L’orthopraxie juive confère une importance particulière à la pratique des commandements mosaïques de la Thora des Mitzvot et de la Halakha. Une longue pratique de l’injustice a amené les juifs à soustraire l’orthopraxie de l’effet délétère résultant des incursions des antisémites dans leur religion : l’étude permanente des Commentateurs Talmudiques veille à son intégrité. 

L’orthopraxie musulmane s’appuie sur les différents Fiqhs. Le rôle  imparti aux Oulamas est celui des Commentateurs Talmudiques (ils n’ont cependant pas, dans l’obédience malékite,  l’autorité spirituelle d’un rabbin : c’est ce qui explique pourquoi ils ont brillé par leur absence, ces 30 dernières années) : ils veillent à la fluidité des Fiqhs dans le contemporain. Mais le caractère purement consultatif, résultant de l’absence de clergé, rend l’action des Oulamas  difficile : chaque décision se met en place par consensus et doit  « donner du temps au temps ».
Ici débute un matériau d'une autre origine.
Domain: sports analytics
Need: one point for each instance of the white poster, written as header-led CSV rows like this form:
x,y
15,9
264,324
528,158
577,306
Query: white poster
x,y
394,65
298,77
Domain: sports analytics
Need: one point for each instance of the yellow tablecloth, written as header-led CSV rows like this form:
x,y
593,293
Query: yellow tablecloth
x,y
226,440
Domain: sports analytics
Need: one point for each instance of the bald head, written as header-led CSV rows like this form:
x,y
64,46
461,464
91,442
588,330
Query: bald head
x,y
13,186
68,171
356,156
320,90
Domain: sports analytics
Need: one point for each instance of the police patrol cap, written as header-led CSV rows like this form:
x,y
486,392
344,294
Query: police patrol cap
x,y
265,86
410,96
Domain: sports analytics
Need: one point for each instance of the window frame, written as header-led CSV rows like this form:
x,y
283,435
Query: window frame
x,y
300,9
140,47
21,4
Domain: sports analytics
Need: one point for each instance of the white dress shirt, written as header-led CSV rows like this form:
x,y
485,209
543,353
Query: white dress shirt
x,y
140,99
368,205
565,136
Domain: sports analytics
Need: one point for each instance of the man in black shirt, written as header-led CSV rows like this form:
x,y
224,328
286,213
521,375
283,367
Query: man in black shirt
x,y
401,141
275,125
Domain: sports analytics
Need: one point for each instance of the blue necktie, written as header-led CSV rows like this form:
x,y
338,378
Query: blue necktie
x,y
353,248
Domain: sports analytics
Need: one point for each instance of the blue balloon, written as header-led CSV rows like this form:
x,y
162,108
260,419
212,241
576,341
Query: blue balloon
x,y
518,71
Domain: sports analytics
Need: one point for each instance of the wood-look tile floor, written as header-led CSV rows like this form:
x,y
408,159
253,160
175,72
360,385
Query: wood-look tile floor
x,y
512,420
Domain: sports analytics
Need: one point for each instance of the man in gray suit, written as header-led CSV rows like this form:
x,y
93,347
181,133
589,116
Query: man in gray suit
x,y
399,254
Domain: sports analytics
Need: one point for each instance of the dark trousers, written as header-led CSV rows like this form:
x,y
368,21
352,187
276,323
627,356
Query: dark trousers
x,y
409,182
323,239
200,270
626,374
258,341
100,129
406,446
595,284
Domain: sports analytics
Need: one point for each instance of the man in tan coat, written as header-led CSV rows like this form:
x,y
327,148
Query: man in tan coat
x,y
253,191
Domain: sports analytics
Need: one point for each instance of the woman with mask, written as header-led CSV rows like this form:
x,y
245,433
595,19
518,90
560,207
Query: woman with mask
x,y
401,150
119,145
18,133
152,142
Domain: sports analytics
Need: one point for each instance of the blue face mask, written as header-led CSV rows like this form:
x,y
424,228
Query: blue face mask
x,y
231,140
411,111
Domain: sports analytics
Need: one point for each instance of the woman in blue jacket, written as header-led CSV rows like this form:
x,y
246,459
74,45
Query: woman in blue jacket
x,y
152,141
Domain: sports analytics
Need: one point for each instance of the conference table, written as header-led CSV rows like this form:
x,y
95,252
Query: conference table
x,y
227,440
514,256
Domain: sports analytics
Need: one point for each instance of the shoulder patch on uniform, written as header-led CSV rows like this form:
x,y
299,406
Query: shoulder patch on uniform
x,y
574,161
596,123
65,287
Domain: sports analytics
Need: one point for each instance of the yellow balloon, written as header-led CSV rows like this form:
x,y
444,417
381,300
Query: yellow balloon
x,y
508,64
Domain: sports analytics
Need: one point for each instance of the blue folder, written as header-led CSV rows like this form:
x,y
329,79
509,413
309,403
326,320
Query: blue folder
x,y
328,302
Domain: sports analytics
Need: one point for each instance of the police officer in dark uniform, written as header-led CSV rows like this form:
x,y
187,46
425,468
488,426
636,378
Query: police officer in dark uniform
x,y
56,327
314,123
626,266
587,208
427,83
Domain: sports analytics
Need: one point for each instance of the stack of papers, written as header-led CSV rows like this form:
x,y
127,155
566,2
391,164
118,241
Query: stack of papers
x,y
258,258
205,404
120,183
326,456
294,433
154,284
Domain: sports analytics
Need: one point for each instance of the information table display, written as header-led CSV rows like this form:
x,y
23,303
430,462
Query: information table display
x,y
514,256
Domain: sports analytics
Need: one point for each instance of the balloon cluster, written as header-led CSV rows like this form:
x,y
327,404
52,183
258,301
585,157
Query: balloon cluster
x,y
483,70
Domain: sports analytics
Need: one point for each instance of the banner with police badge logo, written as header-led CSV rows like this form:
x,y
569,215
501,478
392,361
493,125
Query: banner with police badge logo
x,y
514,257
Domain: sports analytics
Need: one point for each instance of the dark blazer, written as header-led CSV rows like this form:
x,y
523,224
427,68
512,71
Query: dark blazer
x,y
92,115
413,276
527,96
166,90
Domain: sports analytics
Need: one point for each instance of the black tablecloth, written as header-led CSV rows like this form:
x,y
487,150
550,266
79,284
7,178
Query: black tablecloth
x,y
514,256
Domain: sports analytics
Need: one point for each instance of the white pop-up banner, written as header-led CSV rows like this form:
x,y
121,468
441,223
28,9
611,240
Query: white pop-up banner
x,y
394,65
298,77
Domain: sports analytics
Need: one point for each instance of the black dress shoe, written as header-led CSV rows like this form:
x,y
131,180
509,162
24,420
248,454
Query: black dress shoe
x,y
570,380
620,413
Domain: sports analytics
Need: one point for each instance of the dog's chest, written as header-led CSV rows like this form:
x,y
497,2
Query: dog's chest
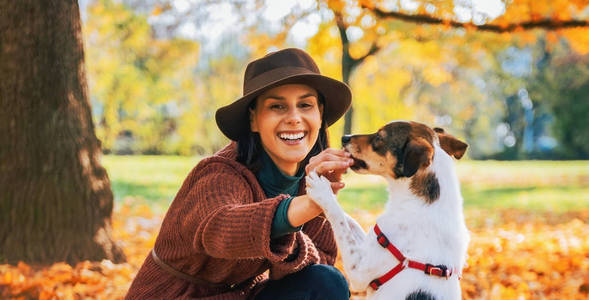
x,y
422,235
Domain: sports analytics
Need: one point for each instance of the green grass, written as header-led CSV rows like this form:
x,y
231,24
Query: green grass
x,y
555,186
155,179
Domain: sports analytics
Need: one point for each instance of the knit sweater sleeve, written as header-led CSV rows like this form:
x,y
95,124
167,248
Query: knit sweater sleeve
x,y
231,225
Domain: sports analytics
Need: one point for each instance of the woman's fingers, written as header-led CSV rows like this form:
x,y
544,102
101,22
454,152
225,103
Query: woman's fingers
x,y
331,163
327,167
336,186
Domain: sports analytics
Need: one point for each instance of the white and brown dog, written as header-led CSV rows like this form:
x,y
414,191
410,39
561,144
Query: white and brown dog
x,y
418,247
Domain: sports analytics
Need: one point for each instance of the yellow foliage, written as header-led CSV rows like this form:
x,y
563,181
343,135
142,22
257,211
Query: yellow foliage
x,y
578,39
521,257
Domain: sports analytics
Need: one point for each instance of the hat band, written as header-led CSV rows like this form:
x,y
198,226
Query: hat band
x,y
272,76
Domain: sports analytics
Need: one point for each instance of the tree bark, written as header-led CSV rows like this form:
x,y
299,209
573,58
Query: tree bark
x,y
55,197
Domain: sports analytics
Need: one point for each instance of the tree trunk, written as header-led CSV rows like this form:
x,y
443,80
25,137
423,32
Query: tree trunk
x,y
347,68
55,197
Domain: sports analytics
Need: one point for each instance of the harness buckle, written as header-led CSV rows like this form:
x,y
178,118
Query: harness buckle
x,y
439,270
375,284
382,240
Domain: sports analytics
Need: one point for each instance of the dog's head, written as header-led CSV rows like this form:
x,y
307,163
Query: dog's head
x,y
399,149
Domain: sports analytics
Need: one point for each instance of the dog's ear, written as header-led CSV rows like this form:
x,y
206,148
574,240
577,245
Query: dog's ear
x,y
418,154
452,145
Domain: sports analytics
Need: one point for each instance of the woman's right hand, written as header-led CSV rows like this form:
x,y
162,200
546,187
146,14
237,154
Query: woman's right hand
x,y
331,163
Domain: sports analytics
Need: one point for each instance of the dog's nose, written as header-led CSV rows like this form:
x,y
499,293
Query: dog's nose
x,y
346,139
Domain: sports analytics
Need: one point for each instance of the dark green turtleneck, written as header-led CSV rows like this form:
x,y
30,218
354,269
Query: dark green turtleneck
x,y
275,182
Dès lors, ceux qui proclament que l’Islam de France n’est pas miscible dans la démocratie, nous la « baillent » bien belle : ils devraient se mettre en conformité avec la réalité des choses ! Ces gens–là (n’est-ce pas, M. Sarkozy ?) ont l’outrecuidance de venir  interposer, en permanence, les « décisions autorisées  » d’El Azhar – d’obédience Chafe’ite, pourtant – entre la République et  l’Islam de France d’obédience malékite en majorité. Ce faisant, ils établissent  l’arc électrique nécessaire et suffisant pour brouiller la réception des uns et des autres et « shunter » la réalité : « tout va bien, dormez, bonnes gens ! ».

Comme tous  les textes religieux, le Coran n’a jamais cessé d’être interprété, d’abord parce que la langue arabe, comme toutes les langues, évolue ,ensuite parce que les musulmans du monde ont des langues et des cultures différentes et qu’ il a bien  fallu interpréter pour établir des dénominateurs communs : en  établissant les  Fiqhs  des différentes écoles de pensée de l’Islam, les Abou Hanifa,  Malek Ibn Anas, Ibn Hanbel et El Chafe’î   n’avaient-ils pas interprété  le Coran  au bénéfice des cultures propres à telle région ou à telle autre ?
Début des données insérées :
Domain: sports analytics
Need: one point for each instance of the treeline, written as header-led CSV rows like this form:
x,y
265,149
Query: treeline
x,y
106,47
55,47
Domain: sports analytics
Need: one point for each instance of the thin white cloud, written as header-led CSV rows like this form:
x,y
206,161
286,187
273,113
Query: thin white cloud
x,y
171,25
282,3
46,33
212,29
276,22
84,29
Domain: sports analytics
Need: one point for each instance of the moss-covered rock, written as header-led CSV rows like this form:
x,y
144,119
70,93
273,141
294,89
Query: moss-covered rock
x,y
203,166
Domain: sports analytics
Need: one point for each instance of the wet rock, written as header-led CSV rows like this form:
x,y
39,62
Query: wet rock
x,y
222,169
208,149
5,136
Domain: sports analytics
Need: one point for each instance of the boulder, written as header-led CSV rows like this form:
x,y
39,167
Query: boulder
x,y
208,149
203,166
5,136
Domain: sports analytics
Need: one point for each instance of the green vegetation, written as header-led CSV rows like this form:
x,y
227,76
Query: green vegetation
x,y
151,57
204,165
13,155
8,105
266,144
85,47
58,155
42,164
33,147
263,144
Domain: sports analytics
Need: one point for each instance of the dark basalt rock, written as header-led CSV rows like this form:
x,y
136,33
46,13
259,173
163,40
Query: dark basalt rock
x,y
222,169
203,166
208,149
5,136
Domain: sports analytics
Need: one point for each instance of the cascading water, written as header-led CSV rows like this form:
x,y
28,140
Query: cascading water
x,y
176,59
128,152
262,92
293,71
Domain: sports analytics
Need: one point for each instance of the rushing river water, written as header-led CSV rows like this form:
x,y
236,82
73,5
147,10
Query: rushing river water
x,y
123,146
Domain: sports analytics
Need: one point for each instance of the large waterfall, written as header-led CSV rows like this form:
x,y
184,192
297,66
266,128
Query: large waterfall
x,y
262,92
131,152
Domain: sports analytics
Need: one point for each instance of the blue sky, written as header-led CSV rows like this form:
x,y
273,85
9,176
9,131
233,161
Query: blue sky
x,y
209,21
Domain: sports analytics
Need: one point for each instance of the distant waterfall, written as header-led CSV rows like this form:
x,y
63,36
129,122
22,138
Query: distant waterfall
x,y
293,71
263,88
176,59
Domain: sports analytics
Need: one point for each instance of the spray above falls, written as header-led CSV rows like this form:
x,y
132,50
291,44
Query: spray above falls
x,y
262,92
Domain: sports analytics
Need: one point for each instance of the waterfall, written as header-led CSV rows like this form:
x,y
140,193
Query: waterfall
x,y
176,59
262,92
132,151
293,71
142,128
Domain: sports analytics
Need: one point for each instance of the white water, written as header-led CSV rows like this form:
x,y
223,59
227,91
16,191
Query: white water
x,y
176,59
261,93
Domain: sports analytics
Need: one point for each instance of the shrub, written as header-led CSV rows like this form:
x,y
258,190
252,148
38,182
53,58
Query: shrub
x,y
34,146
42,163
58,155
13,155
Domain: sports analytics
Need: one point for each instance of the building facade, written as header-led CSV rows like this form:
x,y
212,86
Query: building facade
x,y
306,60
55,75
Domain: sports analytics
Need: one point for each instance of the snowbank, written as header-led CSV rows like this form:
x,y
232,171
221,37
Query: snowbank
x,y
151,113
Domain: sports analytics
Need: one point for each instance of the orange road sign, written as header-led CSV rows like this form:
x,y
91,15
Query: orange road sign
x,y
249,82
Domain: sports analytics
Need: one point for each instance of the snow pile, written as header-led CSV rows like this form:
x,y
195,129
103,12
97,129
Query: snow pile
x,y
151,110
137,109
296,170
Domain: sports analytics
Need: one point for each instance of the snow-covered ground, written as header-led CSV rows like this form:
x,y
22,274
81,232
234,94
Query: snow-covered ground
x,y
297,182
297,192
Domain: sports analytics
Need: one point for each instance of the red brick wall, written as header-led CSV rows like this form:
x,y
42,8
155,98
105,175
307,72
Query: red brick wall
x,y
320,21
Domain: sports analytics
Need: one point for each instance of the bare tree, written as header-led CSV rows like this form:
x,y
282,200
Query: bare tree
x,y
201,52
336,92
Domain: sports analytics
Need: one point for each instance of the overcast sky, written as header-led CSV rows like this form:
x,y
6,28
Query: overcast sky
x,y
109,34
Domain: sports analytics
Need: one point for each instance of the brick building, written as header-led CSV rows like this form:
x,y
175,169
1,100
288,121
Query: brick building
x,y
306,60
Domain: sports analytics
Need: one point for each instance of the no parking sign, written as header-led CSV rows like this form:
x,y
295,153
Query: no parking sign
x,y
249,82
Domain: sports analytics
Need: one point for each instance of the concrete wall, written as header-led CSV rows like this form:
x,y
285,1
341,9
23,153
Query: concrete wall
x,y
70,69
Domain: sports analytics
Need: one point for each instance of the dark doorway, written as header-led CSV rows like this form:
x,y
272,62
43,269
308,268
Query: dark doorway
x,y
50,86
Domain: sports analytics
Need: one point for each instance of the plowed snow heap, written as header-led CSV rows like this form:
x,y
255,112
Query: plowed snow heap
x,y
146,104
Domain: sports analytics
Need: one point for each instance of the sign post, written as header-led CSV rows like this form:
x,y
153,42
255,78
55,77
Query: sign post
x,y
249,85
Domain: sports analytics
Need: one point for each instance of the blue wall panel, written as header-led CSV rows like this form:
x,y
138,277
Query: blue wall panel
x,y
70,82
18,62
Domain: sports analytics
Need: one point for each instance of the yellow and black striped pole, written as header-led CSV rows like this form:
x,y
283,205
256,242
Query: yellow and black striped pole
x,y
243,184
Par ailleurs, le Coran,  intrinsèquement,  recèle des versets univoques (muhkam) et d’autres équivoques (mutashâbih). Le corpus univoque constitue les fondations du crédo : il est le pôle d’ancrage de la foi. Complété par les hadiths et la sunna,  il est la source de l’Orthopraxie. L’équivoque, par son imprécision même,  induit des divergences de point de vue : il recèle  le germe de la déviance et de la discorde ; il a fatalement fait l’objet d’interprétations, plus ou moins pertinentes, à la faveur de  telles impulsions ou telles autres.
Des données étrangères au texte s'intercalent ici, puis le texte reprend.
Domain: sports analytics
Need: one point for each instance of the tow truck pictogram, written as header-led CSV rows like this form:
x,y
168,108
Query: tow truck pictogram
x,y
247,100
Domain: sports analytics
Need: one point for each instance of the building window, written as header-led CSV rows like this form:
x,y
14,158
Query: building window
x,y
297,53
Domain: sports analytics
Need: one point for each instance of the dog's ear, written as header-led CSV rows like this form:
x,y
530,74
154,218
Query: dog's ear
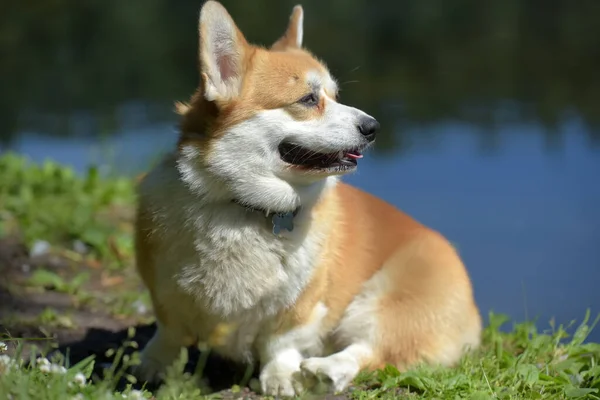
x,y
222,53
292,38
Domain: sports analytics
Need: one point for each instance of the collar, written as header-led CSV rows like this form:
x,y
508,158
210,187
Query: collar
x,y
279,220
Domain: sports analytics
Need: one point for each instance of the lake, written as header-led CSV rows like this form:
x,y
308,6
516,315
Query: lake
x,y
490,116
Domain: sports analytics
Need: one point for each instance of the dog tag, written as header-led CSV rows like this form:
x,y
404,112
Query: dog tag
x,y
282,221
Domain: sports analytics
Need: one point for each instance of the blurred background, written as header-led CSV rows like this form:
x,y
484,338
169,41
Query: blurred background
x,y
490,114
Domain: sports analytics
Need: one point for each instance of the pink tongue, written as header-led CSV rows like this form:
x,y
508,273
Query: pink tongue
x,y
354,155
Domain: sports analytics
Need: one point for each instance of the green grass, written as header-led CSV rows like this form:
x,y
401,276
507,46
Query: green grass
x,y
521,364
50,202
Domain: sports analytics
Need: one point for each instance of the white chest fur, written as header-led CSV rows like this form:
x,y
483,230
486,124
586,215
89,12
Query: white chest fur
x,y
222,263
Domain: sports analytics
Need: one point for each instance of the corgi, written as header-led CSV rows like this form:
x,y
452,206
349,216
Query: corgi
x,y
248,241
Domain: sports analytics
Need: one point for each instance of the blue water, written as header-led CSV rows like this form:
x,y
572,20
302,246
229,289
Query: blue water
x,y
525,217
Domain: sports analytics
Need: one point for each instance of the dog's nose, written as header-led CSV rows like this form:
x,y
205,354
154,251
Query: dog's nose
x,y
368,127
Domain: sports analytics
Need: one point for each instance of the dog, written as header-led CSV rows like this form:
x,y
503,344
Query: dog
x,y
247,239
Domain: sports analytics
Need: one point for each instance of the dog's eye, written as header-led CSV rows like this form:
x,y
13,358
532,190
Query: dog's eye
x,y
309,100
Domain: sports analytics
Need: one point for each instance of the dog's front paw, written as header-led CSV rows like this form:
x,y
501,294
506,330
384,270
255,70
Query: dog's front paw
x,y
278,378
329,374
Ces impulsions peuvent être le résultat des vicissitudes de la vie des nations, des famines, des guerres,  du progrès de la science, des migrations et, aujourd’hui, de la mondialisation. Ils sont autant de points d’inflexion sur la trajectoire des pouvoirs spirituels.  Toutes les religions en sont venues, à un moment ou un autre, à rogner sur leurs assurances, à parfaire le maquillage de leurs mythes fondateurs, à réajuster leurs credo  et  à réinterpréter tel verset  ou tel autre. Et pour cause, vivre c’est interagir !  Rien de ce qui touche l’homme n’est, dès lors, linéaire et immuable et ceux  qui ont entrepris de  « faire l’ange » ont toujours fini par « faire la bête ». 

Enfin - pour ce qui concerne le très rigide Salafisme wahhabisé  saoudien  -   n’a-t-on pas vu, ces dernières années, les oulémas de cette obédience venir, en catastrophe, réinterpréter le texte sacré pour rendre « halal », licite, la présence des forces US sur la terre sainte de l’Islam et faciliter ainsi la croisade, proclamée comme telle, par G.W.Bush et vécue, comme telle, par les musulmans ?

À l’évidence, tous les textes religieux sont interprétables par des assemblées de savants.  Renvoyons dos-à-dos nos néo-exégètes laïcistes et salafistes. Ils participent de la même dynamique distributive mortifère : ils s’entre-potentialisent mutuellement. Dans une réciprocité implacable, les uns amènent  l’eau nécessaire au moulin des autres. Bref, ils se font la courte échelle dans l’escalade vers l’horreur.